Но я заставила себя встать и разобрать все, что у меня было. Коробки, наставленные друг на друга в узком коридорчике квартиры.
Тогда-то я и нашла кое-что.
Одну интересную визитку. Помнится, как-то, после очередного концерта Криса, где мы выступали вместе на нашу годовщину свадьбы, ко мне подошел мужчина. Протянул визитку и назвался продюсером. Очень известным продюсером. Он сказал звонить, если надумаю записывать альбом.
Музыка была последним делом, которым я хотела тогда заниматься. Но понимала — из всех сфер, которые только можно было выбрать, только там я могла ужиться. Еле-еле сводя концы с концами, я нуждалась в работе. И заработке. Больше сидеть без дела было невозможно.
Но перед тем, как связаться с тем продюсером, я позвонила адвокату бывшего мужа. Надо было полностью обрубить все края и для этого не хватало одной детали.
***
Связавшись в Ривером, я надеялась, что мы быстро уладим вопрос. Мне нужно было продать остаток своих акций фирмы. За них можно было получить небольшую сумму и вложить ее во что-то. Но важно было не это. Я бы смогла с головой уйти в другую сферу.
Но возникла проблема. Неожиданно, Крис захотел со мной встретится. Это стало шоком, ведь два месяца назад он горел желанием убить. Его адвокат передал сообщение, где Фальверт просил о встречи.
Я не хотела. Видит бог, не хотела его видеть! Наступила моя очередь ненавидеть. И эта злость застилала глаза, перекрывала всю мою сраную любовь к нему. Но, несмотря на это, я отчего-то согласилась. В конце-концов, мне нужно было продать акции. Если бы он мне отказал, пришлось бы идти по другим инвесторам. У которых нет тех денег, которых действительно стояли акции фирмы.

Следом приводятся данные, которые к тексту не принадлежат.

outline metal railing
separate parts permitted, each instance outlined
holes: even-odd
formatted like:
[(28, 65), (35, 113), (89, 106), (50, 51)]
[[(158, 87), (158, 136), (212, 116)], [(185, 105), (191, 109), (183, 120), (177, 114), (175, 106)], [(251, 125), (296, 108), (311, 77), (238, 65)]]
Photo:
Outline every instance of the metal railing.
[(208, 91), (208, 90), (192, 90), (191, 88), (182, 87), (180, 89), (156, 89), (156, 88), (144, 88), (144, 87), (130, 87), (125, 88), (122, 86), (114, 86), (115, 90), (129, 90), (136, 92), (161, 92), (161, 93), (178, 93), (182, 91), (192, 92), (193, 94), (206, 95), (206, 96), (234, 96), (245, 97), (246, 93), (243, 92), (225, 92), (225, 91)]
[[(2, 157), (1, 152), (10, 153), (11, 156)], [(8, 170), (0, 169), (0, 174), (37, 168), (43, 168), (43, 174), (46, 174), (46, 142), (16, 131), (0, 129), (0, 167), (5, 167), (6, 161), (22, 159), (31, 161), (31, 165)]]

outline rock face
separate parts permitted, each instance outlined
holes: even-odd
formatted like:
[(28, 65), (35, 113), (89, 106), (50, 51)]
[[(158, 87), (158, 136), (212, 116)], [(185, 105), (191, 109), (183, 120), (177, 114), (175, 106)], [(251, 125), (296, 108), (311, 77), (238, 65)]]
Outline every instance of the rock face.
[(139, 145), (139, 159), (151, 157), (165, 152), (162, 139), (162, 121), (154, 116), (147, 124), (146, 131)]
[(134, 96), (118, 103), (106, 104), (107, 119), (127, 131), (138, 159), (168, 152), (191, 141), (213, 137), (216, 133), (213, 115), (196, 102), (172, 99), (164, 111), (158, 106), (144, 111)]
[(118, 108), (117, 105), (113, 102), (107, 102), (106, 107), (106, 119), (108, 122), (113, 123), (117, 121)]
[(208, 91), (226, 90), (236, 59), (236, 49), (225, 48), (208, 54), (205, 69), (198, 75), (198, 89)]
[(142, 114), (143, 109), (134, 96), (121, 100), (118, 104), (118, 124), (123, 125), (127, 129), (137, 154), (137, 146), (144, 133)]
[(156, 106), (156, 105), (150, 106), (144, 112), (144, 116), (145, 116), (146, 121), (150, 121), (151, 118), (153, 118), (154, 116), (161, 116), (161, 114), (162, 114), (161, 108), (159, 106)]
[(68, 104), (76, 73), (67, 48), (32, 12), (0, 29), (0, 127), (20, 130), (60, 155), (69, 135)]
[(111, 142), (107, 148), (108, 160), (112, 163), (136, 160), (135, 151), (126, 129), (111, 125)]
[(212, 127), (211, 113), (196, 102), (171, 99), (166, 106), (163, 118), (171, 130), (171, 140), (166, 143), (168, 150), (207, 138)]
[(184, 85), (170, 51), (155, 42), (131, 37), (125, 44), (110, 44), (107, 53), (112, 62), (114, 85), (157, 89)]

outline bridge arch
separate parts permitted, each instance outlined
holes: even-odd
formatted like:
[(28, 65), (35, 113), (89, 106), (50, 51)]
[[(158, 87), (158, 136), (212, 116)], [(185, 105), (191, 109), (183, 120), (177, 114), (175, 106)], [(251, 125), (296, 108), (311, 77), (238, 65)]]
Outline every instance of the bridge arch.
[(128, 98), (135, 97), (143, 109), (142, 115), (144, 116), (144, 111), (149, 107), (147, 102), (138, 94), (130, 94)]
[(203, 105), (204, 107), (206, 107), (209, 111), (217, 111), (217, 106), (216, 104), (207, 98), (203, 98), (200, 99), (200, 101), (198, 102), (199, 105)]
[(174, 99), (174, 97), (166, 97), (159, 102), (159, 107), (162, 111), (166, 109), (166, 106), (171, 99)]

Поэтому, пришлось согласиться. Хотел меня увидеть — пускай. Даже неплохо. Пусть бы он увидел меня такой, какой я стала. Страшной, в старой потертой одежде. С нестрижеными волосами, без макияжа. Строптивая, злая, печальная. Я мечтала, чтобы его съедала совесть.
Ответила Риверу, что согласна встретиться. Но сообщила, что попрежнему живу в Лондоне. И если Крис хочет меня увидеть - пусть прилетает.
Через пару дней мне пришло сообщение. С адресом и точным временем. Зная все-таки родной город как пять своих пальцев, я примерно определила, что точка находится за городом. Где-то на перекрёстке двух шоссе. Пустынное место, где почти никого никогда нет.
А главное — далеко от моего пристанища.
Друзья от меня отвернулись, но всё-таки оставалось множество знакомых. И я знала адреса тех, кому было абсолютно поебать на мои отношения с бывшим. Их можно было попросить, они бы сделали это без лишних вопросов. Один из таких знакомых жил в паре кварталов от меня. Мы вместе сидели на уроках биологии в школе. У него я одолжила машину и впервые выбралась куда-то дальше продуктового магазина.
Через час уже сидела на ярко-красном диванчике в какой-то забегаловке напротив бывшего мужа…
***
— И так, — заключила она, складывая руки на груди и откидываясь на спинку приторно-красного дивана. — Говори. Ты ведь хотел что-то обсудить — я пришла.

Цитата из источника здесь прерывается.